Table 2. Seasonal incidence rates for general practitioner (GP) diagnoses, hospitalisations and deaths per 100 000 population, averaged across all age groups, 2010/2011–2019/2020

95% confidence intervals (in parentheses) derived from Quasi-Poisson model. Hospitalisation and death data were only available for 2010/2011–2018/2019 influenza seasons.

a Data on predominant circulating strains were sourced from: Public Health England, Annual flu reports (2021) (available at https://www.gov.uk/government/statistics/annual-flu-reports).
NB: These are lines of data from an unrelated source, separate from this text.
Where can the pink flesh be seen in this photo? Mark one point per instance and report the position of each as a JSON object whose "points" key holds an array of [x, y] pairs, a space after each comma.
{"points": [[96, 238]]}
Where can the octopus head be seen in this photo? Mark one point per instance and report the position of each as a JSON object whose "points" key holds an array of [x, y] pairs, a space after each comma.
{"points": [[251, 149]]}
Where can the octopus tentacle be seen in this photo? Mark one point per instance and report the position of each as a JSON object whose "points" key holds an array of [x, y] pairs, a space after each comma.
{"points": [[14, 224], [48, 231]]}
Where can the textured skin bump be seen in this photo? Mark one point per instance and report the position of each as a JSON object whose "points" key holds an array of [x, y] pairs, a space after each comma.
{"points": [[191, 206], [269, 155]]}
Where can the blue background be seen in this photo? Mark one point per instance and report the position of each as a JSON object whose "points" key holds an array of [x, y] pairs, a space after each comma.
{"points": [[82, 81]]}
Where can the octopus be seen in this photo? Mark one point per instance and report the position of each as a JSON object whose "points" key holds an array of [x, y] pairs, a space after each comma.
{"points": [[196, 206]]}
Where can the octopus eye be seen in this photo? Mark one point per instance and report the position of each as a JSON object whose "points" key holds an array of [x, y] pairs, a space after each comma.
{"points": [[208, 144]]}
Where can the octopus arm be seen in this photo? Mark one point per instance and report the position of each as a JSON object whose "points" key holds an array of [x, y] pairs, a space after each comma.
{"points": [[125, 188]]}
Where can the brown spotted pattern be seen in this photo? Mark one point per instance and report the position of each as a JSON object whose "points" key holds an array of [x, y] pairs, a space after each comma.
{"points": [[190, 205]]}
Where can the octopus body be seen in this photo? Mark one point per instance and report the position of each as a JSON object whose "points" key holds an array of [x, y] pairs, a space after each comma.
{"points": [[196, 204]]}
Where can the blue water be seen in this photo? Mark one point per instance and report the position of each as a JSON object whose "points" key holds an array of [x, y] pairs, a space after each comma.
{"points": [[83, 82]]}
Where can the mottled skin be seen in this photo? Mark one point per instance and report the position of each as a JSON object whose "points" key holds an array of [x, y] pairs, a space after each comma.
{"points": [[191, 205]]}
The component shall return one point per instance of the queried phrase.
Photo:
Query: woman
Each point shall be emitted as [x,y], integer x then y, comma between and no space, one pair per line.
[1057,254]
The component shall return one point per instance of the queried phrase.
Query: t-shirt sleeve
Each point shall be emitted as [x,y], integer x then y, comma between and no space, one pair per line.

Incidence rate ratios in risk conditions vs. no risk conditions

Individuals with any risk condition had consistently higher influenza and P&I IRs across all age groups compared to individuals with no risk conditions (Fig. 2). Influenza GP diagnosis IRRs comparing rates in those with risk conditions vs. those without ranged from 1.9 (1.2–2.9) among 18–34-year-olds to 2.6 (1.5–5.2) among individuals ≥75 years of age. Influenza hospitalisation IRRs were highest among individuals 65–74 years of age (5.8, 2.0–22.8) and 50–64 years of age (5.0, 2.4–11.7). The increased IR of P&I GP diagnoses and hospitalisation was also highest among 65–74-year-olds (3.4, 2.8–4; and 5.8, 4.7–7.4, respectively) and 50–64-year-olds (2.9, 2.9–3.3; and 5.4, 4.6–6.4).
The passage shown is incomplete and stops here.